Ceci ne s’agit pas d’un État ou d’un autre. Il s’agit d’avoir le pouvoir de tuer avec efficacité, avec les mains propres, comme la grande majorité des gens ont été tués dans la plupart des guerres de ma vie. Et oui, je pense que c’est encore plus horrible que tuer à l’ancienne, parce qu’il est plus facile de prétendre que vous ne le faites pas, ou que vous préféreriez ne pas le faire – et quand vous pouvez faire semblant de ne pas le faire, vous pouvez en faire bien plus, et désactiver les images, ou les rejeter comme de la propagande, ou déplorer les morts, mais en tant que chiffres, pas en tant que personnes.

Je vois les photos des Israéliens tués le 7 octobre, avec leurs noms et leurs biographies. Les images de Gaza montrent des quartiers entiers détruits, des masses de blessés et de morts – j’entends des chiffres plutôt que des noms : trente mille tués, quarante mille tués. C’est le langage des statistiques, le langage de l’abattoir, du nombre de hamburgers vendus par McDonald’s. La plupart d’entre nous ressentent une horreur plus viscérale face à la mort d’une personne que nous connaissons par son nom et son visage que face à la mort abstraite de dix mille ou cent mille personnes. Mais je m’imagine aussi plus facilement sous les bombes que dans les avions. Et tout ce que je veux, c’est que les bombardements s’arrêtent.

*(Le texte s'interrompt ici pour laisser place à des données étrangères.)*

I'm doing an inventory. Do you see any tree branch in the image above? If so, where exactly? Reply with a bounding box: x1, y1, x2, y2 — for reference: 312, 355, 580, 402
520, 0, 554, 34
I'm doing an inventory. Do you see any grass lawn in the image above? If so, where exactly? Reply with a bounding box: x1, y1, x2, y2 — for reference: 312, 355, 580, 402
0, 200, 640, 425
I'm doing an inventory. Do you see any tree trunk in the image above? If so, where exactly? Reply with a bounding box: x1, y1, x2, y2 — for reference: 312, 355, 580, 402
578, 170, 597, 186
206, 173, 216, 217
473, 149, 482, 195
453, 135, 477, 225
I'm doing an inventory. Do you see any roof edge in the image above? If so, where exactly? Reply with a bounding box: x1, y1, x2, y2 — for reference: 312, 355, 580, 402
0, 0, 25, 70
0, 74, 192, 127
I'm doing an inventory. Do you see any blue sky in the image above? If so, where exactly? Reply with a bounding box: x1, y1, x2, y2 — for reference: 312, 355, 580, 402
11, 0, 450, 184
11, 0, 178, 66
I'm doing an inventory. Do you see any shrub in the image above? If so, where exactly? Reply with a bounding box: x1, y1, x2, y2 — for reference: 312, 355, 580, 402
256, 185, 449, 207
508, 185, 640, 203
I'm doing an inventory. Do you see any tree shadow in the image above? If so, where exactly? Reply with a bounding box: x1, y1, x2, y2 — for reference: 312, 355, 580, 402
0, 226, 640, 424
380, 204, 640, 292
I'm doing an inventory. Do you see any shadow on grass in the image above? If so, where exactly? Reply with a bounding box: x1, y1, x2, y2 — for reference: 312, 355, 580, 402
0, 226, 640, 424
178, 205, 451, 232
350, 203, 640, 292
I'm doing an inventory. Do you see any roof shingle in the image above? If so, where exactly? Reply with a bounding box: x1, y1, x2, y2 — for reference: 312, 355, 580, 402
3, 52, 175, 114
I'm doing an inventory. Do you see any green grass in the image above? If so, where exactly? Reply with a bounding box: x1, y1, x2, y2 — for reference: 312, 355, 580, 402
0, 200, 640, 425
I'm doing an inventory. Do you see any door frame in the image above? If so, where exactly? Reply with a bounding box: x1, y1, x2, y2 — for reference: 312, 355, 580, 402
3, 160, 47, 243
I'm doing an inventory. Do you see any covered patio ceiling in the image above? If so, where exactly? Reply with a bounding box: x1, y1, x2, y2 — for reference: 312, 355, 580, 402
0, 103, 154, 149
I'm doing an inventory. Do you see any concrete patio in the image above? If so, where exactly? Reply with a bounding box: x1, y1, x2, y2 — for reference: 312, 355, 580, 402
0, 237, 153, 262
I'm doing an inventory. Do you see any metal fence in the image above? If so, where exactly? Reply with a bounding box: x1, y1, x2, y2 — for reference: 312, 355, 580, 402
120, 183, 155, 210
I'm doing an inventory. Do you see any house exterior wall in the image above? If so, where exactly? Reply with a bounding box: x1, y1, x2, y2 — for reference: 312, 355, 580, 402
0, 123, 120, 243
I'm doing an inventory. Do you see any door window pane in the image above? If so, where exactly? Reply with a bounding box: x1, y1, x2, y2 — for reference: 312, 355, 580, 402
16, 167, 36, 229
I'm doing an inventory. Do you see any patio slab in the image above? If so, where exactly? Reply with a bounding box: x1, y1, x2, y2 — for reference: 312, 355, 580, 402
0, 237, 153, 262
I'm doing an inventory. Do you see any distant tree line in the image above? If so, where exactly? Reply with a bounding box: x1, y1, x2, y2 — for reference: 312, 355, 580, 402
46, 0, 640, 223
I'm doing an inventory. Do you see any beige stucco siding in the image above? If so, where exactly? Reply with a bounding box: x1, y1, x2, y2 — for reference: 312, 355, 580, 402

Ce n’est pas la réponse à des problèmes à long terme, ni à des traumatismes et à des haines qui remontent à plusieurs décennies et générations. Mais c’est la réponse vitale et immédiate à ce qui doit être fait maintenant, aujourd’hui. Cessez-le-feu ; arrêtez le massacre. Ensuite, faites tout ce qu’il faut pour réduire la haine, le traumatisme ; faites le long et dur travail de construction, qui est toujours plus difficile et prend plus de temps que de détruire. Mais d’abord, arrêtez. Arrêtez les bombardements. Apportez de la nourriture, de l’eau, du carburant et des fournitures médicales aux personnes coincées et mourantes. Ce n’est pas une réponse à toute l’histoire profonde et douloureuse, ni aux questions infinies sur ce qu’il faut faire ensuite – mais pour l’instant, c’est la seule réponse qui compte.